Measures of central tendency
--mean (average) - most stable measure from sample to sample
--median - middle score - fluctuates from sample to sample
--mode = most frequent score - fluctuates even more than the median
--range = highest score minus lowest score
--standard deviation = average deviation from the mean
--variance = standard deviation squared
-- standard error of measurement = range in which the "true score" is likely to fall


standard deviation is best measure of variability of samples


inferential statistics make inference from several different descriptive statistics


BACK TO THE NORMAL DISTRIBUTION
mean always down the middle = also mean, median and mode are all the same.
z-score is how many standard deviations away from the mean the score falls.
---------------z = (raw score - mean) divided by standard deviation


+- 1 Sd = 34%
+- 2SD = 14%
+- 3SD = 2%

CORRELATION COEFFICIENTS
- "r" can range from -1 to +1
- negative correlation = as one variable increases the other decreases
- positive correlation = as one variable increases, the other increases also
- zero corrleation = no relationship between the two variables

closer r is to 0, the less the predictive ability, the further away from 0 r gets, the more predictive ability. .9 = high predictability, -.9 = high predictability, .11 = very low predictability.

professor = .8 or above is good predictability

HYPOTHESIS TESTING
WE NEVER PROVE ANYTHING, so we want to prove something wrong.

Null Hypothesis (H0) = set up to state that there is no effect. We say that x will not improve test scores, and then go and prove ourselves wrong.

Alternative Hypothesis (H1) = set up to state that there is an effect

These two hypotheses must be :
-mutually exclusive
-exhaustive

always testing numm hypothesis

Test by determining by doing statistics to determine probability that the result was do to chance: want to show that the probability that results were due to chance to be low, less than 5%
- if the probability that the result was due to chance was <> 5%, the null hypothesis cannot be rejected.

ALWAYS WANT P<.05 (probability result due to chance (P) is less than 5%) P<.05 = significant effect P>.05 = non significant effect



5% level => alpha level => .05, is the stated acceptable P level.

Alpha Level - prestated acceptable level of acceptable, the goal you set for yourself before the start of the study.



.............................................Null is True................Null is False



Fail to Reject the Null.......Correct Decision.........Type II Error



Reject the Null...................Type I Error...............Correct Decision

......................................................................................(power)



Way to increase the power (chance of rejecting the null, and it being the correct thing)

increase sample size (n)

control study really well



1. Research Question: What is the effect of a new notetaking software on the number of lecture units recorded correctly.

2. Null Hypothesis : Software will not have any effect

....Alternative Hypothesis : Software will have an effect.

3. alpha level = .05 (chance I'm willng to take that I am wrong.

4. I conduct my study, and fint that the software significantly increases the amount of lecture units recorded correctly, t(31)=4.56, p=.001, and I reject my null hypothesis (ie. I say the null is false).



Significant effect - Reject the null : either correct or make Type I error

Inconclusive - Fail to reject the Null : either correct or making a Type II error



Ways to increase power

1. increase sample size

2.control for extraneous variables (confounds)

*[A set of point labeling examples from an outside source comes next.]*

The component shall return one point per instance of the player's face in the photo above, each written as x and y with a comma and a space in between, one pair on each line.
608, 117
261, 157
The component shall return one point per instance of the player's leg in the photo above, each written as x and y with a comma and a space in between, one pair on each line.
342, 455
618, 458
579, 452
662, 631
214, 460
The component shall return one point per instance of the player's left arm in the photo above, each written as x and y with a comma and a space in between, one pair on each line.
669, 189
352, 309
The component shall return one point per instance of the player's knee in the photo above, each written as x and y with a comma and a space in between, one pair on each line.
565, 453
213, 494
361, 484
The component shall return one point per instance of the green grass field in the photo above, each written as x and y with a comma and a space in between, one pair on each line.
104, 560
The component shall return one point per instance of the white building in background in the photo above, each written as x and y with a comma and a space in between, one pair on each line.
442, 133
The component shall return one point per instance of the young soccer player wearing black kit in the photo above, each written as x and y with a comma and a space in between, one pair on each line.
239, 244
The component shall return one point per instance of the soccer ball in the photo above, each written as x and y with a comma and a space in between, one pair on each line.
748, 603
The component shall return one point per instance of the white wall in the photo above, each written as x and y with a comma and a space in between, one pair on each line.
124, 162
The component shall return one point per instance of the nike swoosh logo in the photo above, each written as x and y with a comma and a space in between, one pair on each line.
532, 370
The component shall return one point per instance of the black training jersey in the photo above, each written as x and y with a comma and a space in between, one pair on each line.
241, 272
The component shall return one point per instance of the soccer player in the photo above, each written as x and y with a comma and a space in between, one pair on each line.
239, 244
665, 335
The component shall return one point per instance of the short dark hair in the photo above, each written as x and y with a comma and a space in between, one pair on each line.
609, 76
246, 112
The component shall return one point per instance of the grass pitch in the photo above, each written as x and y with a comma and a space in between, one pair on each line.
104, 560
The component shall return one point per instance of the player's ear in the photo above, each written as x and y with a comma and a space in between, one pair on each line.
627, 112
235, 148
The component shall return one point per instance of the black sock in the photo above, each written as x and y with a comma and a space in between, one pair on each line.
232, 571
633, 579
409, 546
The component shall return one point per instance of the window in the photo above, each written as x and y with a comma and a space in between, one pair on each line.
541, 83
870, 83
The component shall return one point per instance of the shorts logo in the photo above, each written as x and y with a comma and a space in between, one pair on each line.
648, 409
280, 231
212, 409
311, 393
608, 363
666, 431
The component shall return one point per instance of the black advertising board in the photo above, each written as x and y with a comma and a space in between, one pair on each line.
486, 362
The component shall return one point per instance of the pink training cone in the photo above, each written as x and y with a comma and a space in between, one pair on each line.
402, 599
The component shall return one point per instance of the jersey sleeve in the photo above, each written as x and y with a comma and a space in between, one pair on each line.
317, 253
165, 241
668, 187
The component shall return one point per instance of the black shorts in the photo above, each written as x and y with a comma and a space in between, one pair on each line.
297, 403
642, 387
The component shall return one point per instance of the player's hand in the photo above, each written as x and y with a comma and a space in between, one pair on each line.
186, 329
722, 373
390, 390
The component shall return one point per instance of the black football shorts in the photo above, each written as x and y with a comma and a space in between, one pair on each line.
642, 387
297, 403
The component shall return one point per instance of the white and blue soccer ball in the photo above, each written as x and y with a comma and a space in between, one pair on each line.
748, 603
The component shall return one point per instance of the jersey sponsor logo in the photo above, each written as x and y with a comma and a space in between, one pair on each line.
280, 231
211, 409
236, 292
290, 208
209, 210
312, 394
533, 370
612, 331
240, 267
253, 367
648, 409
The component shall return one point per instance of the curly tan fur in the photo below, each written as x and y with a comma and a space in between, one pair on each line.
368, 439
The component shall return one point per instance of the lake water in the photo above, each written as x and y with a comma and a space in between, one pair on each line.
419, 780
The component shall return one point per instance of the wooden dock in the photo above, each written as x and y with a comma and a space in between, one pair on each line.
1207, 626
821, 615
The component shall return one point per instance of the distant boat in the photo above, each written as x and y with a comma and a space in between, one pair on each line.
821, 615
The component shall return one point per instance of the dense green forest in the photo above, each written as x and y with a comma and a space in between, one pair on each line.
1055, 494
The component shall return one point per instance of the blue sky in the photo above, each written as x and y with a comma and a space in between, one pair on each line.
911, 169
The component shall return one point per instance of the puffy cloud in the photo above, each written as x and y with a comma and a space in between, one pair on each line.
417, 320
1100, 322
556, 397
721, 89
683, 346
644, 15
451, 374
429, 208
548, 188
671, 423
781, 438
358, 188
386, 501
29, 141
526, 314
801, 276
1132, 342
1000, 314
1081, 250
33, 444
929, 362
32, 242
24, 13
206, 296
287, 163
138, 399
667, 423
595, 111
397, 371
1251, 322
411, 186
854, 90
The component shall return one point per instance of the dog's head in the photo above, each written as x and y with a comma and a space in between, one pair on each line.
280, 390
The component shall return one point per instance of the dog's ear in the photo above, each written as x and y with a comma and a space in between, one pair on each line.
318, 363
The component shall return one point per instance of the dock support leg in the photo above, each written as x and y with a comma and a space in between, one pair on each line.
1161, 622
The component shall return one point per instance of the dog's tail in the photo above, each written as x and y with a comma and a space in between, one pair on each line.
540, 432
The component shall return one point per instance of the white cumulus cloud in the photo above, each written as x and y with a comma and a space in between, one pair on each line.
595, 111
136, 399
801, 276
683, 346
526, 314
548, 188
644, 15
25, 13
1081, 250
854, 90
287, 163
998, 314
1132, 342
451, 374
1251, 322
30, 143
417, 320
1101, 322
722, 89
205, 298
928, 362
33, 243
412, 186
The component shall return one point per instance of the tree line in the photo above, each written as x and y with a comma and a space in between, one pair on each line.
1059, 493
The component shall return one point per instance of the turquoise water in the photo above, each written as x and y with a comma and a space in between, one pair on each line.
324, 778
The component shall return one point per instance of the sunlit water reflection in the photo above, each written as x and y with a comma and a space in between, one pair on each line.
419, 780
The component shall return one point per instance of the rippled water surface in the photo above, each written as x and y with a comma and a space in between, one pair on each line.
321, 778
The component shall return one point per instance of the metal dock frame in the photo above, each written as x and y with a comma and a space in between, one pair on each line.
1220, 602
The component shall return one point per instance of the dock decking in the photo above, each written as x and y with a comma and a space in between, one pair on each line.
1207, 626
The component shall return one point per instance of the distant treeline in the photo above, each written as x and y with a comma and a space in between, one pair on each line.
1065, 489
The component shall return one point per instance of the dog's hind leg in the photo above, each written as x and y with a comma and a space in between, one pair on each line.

3.Increase the strenght of the treatment

4. Use a one-tailed test when justifiable (directional) - testing for an effect in a specific direction (eliminate that it could actually make people worse)



Effect Sizes = tells you the magnitude of the effect. P tells you that there is an effect, but is it insignificant or not significant?

-Cohen's d - most often method of reporting

eta-squared or partial eta-squared

Coefficient of determination (Rsquared)



if d is <.2 then effect is not significant.

d between .3 and .5 it is a medium effect

d > .5 then it is significant, large effect

can be greater than 1, but that would be a HUGE effect.



Meta Analysis = average effect size over many studies.